Ported over from the Umbrella editions is the Australia Council Archival Film Series 1975 interview with author Joan Lindsay (15:00) in which she discusses her memories of Hanging Rock as a child where she spoke her first words, her early interest in painting until she married a painter, starting to write for magazines, her first works, the speed with which she wrote the novel, and her feelings about people who write to her asking for the solution to the mystery. Also ported over is "A Recollection: Hanging Rock 1900" (27:01), a 1975 TV documentary covering Lindsay's visit to the set as well as interviews with Weir and locals about the few details from the novel that have parallels with people and events in the Mount Macedon area.

New to the disc is "Something Beyond Explanation: Thomas Caldwell on Picnic at Hanging Rock" (22:50), a visual essay in which Caldwell also discusses Lindsay's relationship with time (see the above interview), the question of whether the story is true or not, and the influence of the film and its look on Australian television, commercials, fashion, as well as subsequent filmmakers, particularly Sofia Coppola and her debut The Virgin Suicides as well as the more recent The Beguiled (a remake of the Clint Eastwood film as it attributes its basis to both the source novel and that film's screenplay).
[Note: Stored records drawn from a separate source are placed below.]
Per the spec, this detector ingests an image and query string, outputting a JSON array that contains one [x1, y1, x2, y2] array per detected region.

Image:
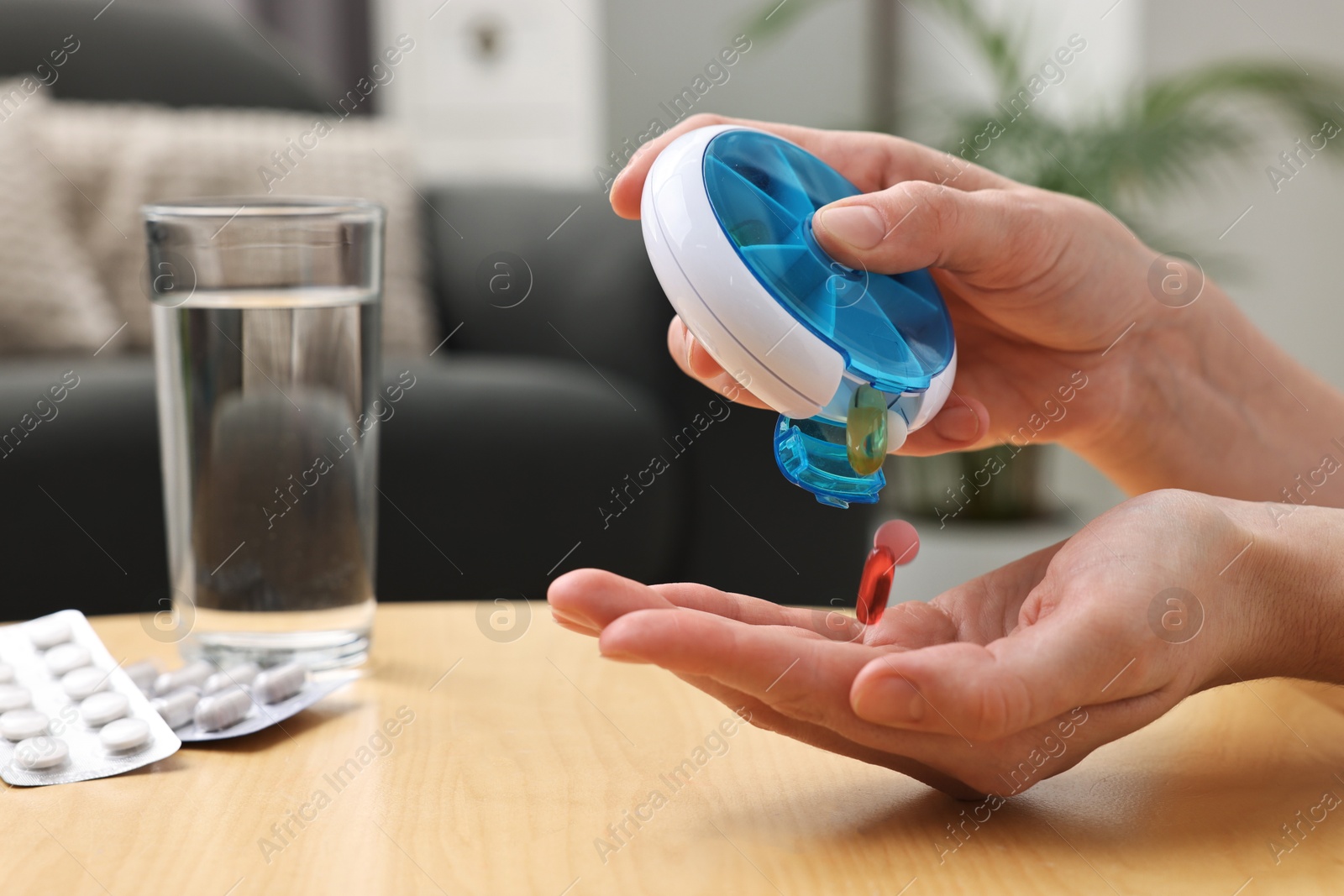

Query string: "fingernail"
[[818, 206, 887, 249], [853, 676, 925, 726], [932, 406, 979, 442]]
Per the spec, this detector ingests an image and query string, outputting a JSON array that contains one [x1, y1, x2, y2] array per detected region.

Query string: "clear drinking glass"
[[141, 197, 385, 668]]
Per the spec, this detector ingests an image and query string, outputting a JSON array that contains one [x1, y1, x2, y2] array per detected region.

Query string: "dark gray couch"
[[0, 0, 871, 618]]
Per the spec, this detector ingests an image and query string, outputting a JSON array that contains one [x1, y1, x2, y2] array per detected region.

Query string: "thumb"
[[811, 180, 1067, 287]]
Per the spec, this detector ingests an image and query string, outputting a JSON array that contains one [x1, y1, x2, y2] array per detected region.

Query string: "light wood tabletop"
[[0, 603, 1344, 896]]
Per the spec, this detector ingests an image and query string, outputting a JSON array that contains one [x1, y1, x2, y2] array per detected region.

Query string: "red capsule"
[[855, 545, 896, 625]]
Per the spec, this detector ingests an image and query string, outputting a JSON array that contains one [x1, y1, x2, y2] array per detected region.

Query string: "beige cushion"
[[32, 102, 437, 354], [0, 78, 125, 354]]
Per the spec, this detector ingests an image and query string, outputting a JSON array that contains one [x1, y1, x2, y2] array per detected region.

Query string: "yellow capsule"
[[844, 385, 887, 475]]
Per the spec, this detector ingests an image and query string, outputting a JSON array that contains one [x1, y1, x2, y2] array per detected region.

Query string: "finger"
[[677, 674, 984, 799], [546, 569, 675, 634], [546, 569, 863, 641], [872, 520, 919, 565], [612, 114, 1012, 217], [600, 609, 881, 751], [811, 181, 1073, 291], [896, 395, 990, 457], [851, 596, 1160, 741], [668, 317, 768, 407]]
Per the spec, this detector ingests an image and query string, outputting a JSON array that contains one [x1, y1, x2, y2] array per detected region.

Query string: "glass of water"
[[141, 197, 385, 668]]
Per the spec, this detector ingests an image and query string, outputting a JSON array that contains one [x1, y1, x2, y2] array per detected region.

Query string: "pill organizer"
[[137, 659, 359, 744], [0, 610, 181, 787], [641, 125, 957, 508]]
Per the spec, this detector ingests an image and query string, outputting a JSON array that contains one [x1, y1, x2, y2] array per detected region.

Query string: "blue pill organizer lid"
[[704, 130, 956, 394], [640, 125, 957, 508]]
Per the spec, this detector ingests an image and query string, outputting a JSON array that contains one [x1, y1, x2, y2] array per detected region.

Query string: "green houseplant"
[[748, 0, 1344, 520]]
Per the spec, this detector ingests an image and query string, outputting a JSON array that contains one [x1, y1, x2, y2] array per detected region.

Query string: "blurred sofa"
[[0, 0, 872, 619]]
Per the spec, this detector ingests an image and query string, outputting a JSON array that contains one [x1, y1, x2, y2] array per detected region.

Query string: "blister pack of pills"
[[0, 610, 181, 787], [128, 659, 359, 743]]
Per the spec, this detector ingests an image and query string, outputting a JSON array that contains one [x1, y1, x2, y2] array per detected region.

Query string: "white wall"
[[606, 0, 867, 148], [372, 0, 607, 186]]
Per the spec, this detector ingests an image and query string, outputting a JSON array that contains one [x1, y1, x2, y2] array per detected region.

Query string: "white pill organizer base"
[[0, 610, 181, 787], [173, 672, 359, 744]]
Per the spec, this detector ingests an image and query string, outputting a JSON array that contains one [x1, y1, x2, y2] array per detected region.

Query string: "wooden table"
[[8, 605, 1344, 896]]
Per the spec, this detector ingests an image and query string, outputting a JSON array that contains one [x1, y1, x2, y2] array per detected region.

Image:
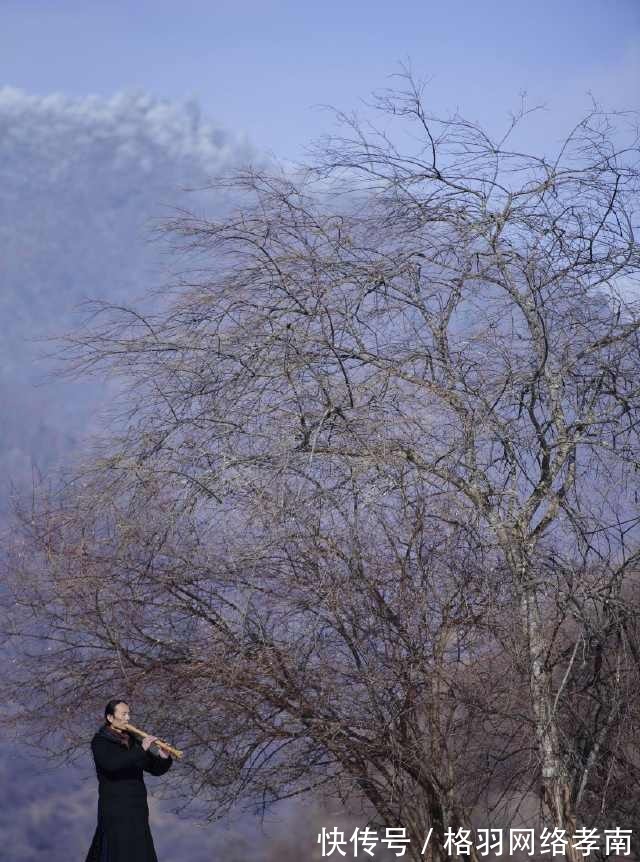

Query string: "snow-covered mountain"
[[0, 88, 255, 500], [0, 88, 264, 862]]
Also included is a selection of outtakes (12:31) from the "lost" ending depicting Mrs. Appleyard wandering the rock preceding the discovery of her body. This material is only mentioned in text in the finished film, and the outtakes look very "directionless" as if the filmmakers were trying to get as much material of Roberts wandering the location and would attempt to cut it together later on. While I have not seen the shooting script, Green's second draft screenplay devotes a paragraph that offers little to the reader to construct the ending based on the footage (which includes an apparition of Sara perhaps beckoning Mrs. Appleyard to her death).

The disc closes out with the original long theatrical trailer (4:54).

Packaging

This standard edition features two discs in a black keepcase while the aforementioned limited edition includes a rigid slipcase with new artwork by Thinh Dinh, a softcover book with new essays by Daniel Bird, Kat Ellinger, and Justine Smith, an archive essay by Rebecca Harkins-Cross, a costume gallery, and features on the original marketing of the film and the new restoration, a reprinting fo the original novel with exclusive cover art by Thinh Dinh, and six collectors' art cards.

Overall

Picnic at Hanging Rock is still as much a mystery as ever even with all of the footage and background on everything written about the novel and the film, but it may even be more stimulating and satisfying knowing just how much people have tried to solve a mystery to which there may truly be no solution.